Everyone on CT talks about "institutional adoption," hoping Wall Street will magically pump their bags.
Meanwhile, actual institutional adoption looks like backend plumbing, and it's happening right now.
Let’s look at this JPMorgan &
@CantonNetwork news.
JPMorgan expanding JPM Coin via Kinexys to Canton isn't just another headline. It's a foundational shift in how real-world value moves.
Look at the volume: $350 BILLION daily in US Treasury repos. That is not a vanity TVL metric. That is active, daily settlement.

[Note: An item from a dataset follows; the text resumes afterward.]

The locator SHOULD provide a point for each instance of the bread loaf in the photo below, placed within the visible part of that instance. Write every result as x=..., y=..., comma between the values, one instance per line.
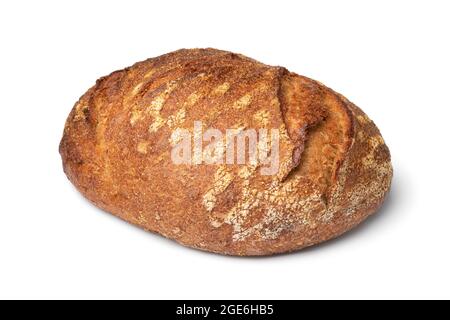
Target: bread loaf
x=120, y=139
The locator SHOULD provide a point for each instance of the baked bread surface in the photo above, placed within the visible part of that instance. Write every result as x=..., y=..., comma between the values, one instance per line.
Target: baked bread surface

Why Canton and not a public L1? Because TradFi has non-negotiable rules:
◾ Strict Privacy: Banks cannot broadcast their ledgers to MEV bots and competitors.

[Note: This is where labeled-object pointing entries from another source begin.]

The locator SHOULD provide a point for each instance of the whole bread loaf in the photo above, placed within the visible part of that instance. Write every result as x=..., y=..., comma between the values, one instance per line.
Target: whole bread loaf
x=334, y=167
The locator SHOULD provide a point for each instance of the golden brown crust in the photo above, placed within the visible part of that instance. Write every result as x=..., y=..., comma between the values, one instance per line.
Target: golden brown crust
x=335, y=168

◾Secure Composability: They need isolated networks to communicate without risky bridges.
◾ Finality: They need deterministic settlement.
Public blockchains force a trade-off between privacy and composability. Canton solves this, allowing private, synchronized smart contracts across different institutional networks.
No wrapped tokens. No multi-sig bridges. Just seamless, private value transfer.
While retail is distracted farming inflationary tokens, TradFi heavyweights are quietly wiring the next generation of global finance.
Stop looking at the noise. Look at the settlement layers.
🚨 BIG: JPMorgan will expand JPM Coin via Kinexys onto Canton Network in 2026, which already settles $350B daily in U.S. Treasury repo.